Why Canadian Courts Care about Justice in Ecuador

03/09/2017 12:52 pm ET Updated Mar 17, 2017
Marta Isabel Arrobo, 49, recalls the numerous health problems she and her family have encountered living in close proximity t
Amazon Watch
Marta Isabel Arrobo, 49, recalls the numerous health problems she and her family have encountered living in close proximity to several pits of the Sur-Oeste Station.

Jay Cameron asks some important questions in his deeply flawed pro-Chevron opinion piece about one of the biggest environmental crimes in history. We think he deserves some answers, but despite repeated requests the Financial Post declined to even respond to our requests to publish this response. Fortunately, here we can provide the answers to Cameron’s questions, but some basic facts about the case that Cameron gets wrong must be corrected first.

First, the title of the piece itself is false, since U.S. courts didn’t “originally rule” in the Chevron case. In 2011, after almost two decades of legal wrangling and based on thousands of scientific samples -- most of which were provided by Chevron itself -- an Ecuadorian court ruled Chevron liable for the amount of US $18 billion to pay for environmental cleanup, health care costs and punitive damages for the crime -- admitted to by Chevron -- of deliberately dumping over 18 billion gallons of toxic oil drilling water into the once pristine Amazon rainforest, home to 30,000 inhabitants. This trial took place in the venue of Chevron’s choice: Ecuador. The “original ruling” on that decision was the Ecuadorian appeals court and later its Supreme Court, which eliminated the punitive damages on constitutional grounds and halved the judgement to US $9.5 billion. Those courts dismissed Chevron’s fraud claims after considering the “evidence.” Furthermore, the civil suit brought against Chevron was perfectly legal in Ecuador since the “release” given by a prior Ecuadorian administration specifically did not protect Chevron from civil claims, a fact that Chevron itself did not dispute when it argued that Ecuador was the proper venue for this case.

Mr. Cameron refers to “court-tested proof” of fraud in Chevron’s retaliatory U.S. suit filed after the Ecuadorian verdict. That is false. In fact, it might interest Mr. Cameron to know that not a single piece of evidence about the actual contamination was even permitted in that trial. Cameron also omits the fact that Chevron’s fraud claims were based almost wholly on the testimony of a corrupt ex-judge who later admitted, during another Chevron forum-shopping legal case, that he lied about the alleged bribe. Worse yet, the actual “proof” -- the forensic evidence about the authorship of the original Ecuadorian judgment -- was not considered by the US court, despite the fact that it validates the Ecuadorian plaintiffs’ claims that the judgement was not ghost-written. The Canadian courts, however, were made aware of these facts. They also know about the leaked Chevron videos showing their own technicians finding toxic contamination at former well site Chevron swore to have completely remediated (more evidence that Kaplan refused to allow in his court despite Chevron’s lawyers having authenticated them).

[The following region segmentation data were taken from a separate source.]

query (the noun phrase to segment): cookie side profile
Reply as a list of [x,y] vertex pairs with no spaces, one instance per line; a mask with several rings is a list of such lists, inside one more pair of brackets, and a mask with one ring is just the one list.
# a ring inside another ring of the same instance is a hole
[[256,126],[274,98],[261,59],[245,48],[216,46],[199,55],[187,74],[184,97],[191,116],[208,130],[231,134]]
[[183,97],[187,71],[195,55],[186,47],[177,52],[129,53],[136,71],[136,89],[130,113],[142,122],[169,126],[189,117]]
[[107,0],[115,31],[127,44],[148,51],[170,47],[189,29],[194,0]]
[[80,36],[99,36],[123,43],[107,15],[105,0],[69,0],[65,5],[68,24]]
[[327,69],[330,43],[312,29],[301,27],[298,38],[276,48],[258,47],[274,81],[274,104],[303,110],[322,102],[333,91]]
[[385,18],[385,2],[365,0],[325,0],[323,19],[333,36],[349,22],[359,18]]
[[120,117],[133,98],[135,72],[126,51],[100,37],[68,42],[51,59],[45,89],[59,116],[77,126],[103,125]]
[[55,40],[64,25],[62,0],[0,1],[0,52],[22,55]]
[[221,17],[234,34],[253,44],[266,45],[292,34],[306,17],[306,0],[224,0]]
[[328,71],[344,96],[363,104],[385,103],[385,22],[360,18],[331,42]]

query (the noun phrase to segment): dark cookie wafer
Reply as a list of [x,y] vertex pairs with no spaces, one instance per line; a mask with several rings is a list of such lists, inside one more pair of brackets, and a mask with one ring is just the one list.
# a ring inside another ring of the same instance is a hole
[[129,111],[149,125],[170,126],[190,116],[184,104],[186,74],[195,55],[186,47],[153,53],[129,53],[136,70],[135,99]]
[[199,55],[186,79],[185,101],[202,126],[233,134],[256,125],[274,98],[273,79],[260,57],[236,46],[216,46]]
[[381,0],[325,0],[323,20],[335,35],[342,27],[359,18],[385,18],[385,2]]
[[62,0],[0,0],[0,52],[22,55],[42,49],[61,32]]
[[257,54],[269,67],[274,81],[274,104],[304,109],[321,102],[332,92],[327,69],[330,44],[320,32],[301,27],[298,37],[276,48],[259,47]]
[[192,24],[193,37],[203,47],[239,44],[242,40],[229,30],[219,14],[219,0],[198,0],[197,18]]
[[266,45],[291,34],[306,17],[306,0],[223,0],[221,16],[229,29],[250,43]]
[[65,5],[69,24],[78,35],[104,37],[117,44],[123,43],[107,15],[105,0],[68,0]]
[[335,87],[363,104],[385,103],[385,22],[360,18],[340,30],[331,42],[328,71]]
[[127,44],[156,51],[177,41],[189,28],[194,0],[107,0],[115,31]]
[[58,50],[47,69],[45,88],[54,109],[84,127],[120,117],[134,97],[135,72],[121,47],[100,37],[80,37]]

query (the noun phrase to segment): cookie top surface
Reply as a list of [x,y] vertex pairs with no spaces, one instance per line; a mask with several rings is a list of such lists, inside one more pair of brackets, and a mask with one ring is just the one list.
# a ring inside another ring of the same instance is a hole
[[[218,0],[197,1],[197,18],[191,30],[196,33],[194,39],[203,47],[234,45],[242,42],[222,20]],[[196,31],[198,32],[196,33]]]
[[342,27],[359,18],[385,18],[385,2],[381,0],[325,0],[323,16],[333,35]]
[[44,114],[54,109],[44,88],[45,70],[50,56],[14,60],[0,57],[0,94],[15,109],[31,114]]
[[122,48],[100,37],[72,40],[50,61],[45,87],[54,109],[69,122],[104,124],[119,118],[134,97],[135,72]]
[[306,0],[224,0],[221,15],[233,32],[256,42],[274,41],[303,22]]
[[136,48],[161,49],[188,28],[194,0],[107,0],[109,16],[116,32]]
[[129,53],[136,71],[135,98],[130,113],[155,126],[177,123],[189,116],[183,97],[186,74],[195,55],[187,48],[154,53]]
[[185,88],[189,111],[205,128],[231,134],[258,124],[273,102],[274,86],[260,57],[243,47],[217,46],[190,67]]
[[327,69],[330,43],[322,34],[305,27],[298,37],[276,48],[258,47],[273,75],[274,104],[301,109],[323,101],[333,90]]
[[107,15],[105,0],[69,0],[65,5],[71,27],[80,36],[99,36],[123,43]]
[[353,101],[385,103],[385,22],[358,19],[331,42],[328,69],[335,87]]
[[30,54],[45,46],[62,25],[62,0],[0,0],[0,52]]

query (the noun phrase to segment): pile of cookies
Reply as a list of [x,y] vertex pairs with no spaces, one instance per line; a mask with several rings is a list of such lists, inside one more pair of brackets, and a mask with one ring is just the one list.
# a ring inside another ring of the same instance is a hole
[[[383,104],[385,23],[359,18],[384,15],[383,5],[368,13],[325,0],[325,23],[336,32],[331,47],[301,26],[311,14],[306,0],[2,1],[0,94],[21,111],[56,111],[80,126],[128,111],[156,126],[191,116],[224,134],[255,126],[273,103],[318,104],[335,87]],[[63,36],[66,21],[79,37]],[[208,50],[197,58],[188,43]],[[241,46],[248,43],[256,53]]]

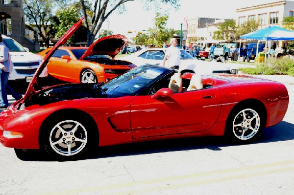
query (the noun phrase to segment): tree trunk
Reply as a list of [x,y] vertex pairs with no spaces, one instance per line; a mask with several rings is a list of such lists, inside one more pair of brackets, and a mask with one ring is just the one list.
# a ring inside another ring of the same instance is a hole
[[94,42],[94,35],[90,30],[88,31],[88,44],[87,46],[90,46]]

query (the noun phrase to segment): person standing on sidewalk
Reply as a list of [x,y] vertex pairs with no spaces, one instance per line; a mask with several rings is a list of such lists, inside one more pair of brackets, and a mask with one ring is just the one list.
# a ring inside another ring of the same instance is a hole
[[2,35],[0,34],[0,108],[8,107],[7,93],[18,100],[22,96],[17,93],[11,87],[8,86],[7,83],[9,74],[13,68],[13,63],[10,59],[9,49],[3,43]]
[[[176,46],[176,39],[171,39],[171,46],[167,48],[165,52],[165,56],[163,59],[163,67],[178,70],[181,64],[181,51]],[[168,60],[168,65],[166,65],[167,59]]]
[[214,45],[213,44],[213,43],[212,43],[211,44],[211,46],[210,46],[210,58],[214,60]]

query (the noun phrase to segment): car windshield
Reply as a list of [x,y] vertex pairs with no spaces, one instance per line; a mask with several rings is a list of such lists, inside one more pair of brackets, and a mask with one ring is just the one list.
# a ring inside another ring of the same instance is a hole
[[79,59],[86,50],[86,49],[72,49],[72,52],[77,59]]
[[100,54],[96,54],[92,55],[91,56],[89,56],[85,57],[83,59],[83,60],[86,60],[87,61],[91,61],[94,60],[99,59],[99,60],[111,60],[111,59],[109,58],[108,56],[106,56],[105,55],[100,55]]
[[138,66],[104,83],[101,89],[108,97],[134,95],[170,71],[157,66]]
[[10,51],[26,51],[18,43],[11,39],[3,39],[3,43]]

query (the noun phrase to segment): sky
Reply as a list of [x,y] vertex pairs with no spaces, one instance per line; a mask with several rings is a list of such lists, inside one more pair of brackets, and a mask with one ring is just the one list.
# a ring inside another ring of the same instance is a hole
[[[167,27],[180,30],[180,24],[185,23],[186,17],[188,20],[197,17],[232,19],[235,17],[236,9],[279,0],[179,0],[180,7],[178,10],[165,5],[161,6],[158,11],[169,16]],[[114,34],[125,35],[129,30],[147,31],[149,27],[153,27],[156,8],[146,10],[144,4],[140,0],[128,1],[124,3],[124,6],[126,12],[121,14],[113,12],[108,20],[104,22],[101,29],[112,30]]]

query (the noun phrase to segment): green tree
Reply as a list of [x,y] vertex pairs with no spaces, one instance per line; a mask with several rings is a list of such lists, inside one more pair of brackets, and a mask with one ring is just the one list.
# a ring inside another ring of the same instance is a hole
[[[288,30],[294,31],[294,17],[289,16],[285,17],[282,21],[283,27]],[[289,53],[293,55],[294,53],[294,41],[289,42],[288,45],[286,46],[286,50],[289,50]]]
[[147,44],[147,40],[148,36],[145,34],[141,34],[138,37],[135,37],[133,39],[134,43],[138,45],[145,45]]
[[[59,9],[56,14],[55,22],[53,23],[53,28],[56,32],[55,36],[58,38],[62,37],[79,19],[78,11],[74,6]],[[74,35],[69,39],[67,43],[70,44],[74,39]]]
[[213,39],[217,40],[231,41],[235,38],[237,27],[236,22],[233,19],[229,19],[220,23],[218,28],[219,30],[214,32]]
[[[128,1],[133,1],[133,3],[136,3],[138,0],[96,0],[93,5],[93,12],[89,14],[88,11],[89,7],[86,6],[87,0],[79,0],[83,14],[85,16],[86,20],[85,23],[86,27],[88,29],[88,44],[89,45],[93,43],[95,37],[96,36],[99,30],[101,28],[102,24],[106,19],[115,10],[119,13],[121,13],[125,11],[124,4]],[[158,4],[163,3],[170,3],[172,6],[176,8],[179,5],[177,4],[179,0],[141,0],[146,2],[147,8],[150,5],[153,5],[157,7],[160,7]],[[91,20],[88,20],[91,18]]]
[[162,47],[165,43],[168,42],[172,37],[174,30],[166,28],[168,19],[168,16],[161,16],[160,13],[156,13],[156,16],[154,19],[154,26],[148,30],[150,34],[147,41],[148,45]]
[[25,15],[25,26],[35,31],[38,29],[38,34],[45,46],[49,46],[49,41],[54,38],[56,29],[52,28],[54,23],[52,7],[54,2],[48,0],[24,0],[24,11]]
[[258,29],[258,23],[255,20],[250,20],[243,23],[236,32],[236,38],[240,39],[241,35],[245,35]]

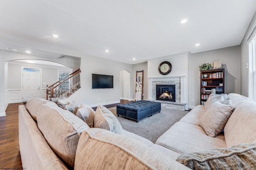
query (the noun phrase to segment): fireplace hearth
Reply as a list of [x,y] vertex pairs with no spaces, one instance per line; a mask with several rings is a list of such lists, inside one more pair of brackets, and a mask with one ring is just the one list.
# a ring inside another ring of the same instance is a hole
[[156,85],[156,99],[169,102],[175,100],[175,85]]

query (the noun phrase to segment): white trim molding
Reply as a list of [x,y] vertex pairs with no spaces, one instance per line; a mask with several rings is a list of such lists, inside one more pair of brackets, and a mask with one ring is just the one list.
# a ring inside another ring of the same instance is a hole
[[22,102],[21,89],[9,89],[7,101],[8,104]]
[[0,113],[0,117],[1,117],[2,116],[5,116],[6,115],[6,114],[5,114],[5,111]]

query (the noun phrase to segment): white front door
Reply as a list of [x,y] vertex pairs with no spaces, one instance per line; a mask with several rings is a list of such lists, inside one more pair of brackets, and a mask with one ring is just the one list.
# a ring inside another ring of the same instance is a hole
[[23,100],[41,98],[41,72],[23,72]]

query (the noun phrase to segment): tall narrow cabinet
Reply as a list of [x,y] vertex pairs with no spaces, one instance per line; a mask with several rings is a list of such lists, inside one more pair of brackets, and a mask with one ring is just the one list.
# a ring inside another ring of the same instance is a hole
[[136,71],[135,100],[143,99],[143,70]]
[[211,93],[224,93],[224,68],[201,71],[201,104],[204,105]]

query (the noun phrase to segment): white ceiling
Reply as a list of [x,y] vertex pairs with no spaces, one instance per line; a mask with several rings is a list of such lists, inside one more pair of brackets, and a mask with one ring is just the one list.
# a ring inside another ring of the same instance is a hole
[[239,45],[256,11],[255,0],[2,0],[0,49],[135,64]]

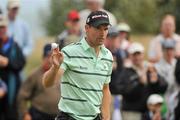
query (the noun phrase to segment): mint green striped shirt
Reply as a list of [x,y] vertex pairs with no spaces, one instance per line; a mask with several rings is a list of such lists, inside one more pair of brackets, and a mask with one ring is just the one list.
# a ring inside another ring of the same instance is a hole
[[112,54],[102,45],[97,57],[85,38],[62,52],[64,75],[58,107],[77,120],[93,120],[100,113],[103,86],[110,82]]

Ultimately, the courts in Canada have seen through Chevron’s attempt to abuse the legal system with its might and fabricate false stories to escape justice for a crime that still festers in 1,000 unlined open-air pits like scars across the Amazon. Those same courts also realize that Ecuadorians are still dying today from contamination from those pits. They will offer Chevron a chance to explain itself in a trial and Chevron is perfectly welcome to put its key witness on the stand. But will they risk it, since he has already admitted to having lied for them in exchange for a multi-million dollar payoff?

To answer Mr. Cameron’s question, the reason the Canadian courts considered the valid claims of the 30,000 Ecuadorian victims of one of the worst corporate crimes in history is because they realize that facts and justice do, in fact, matter.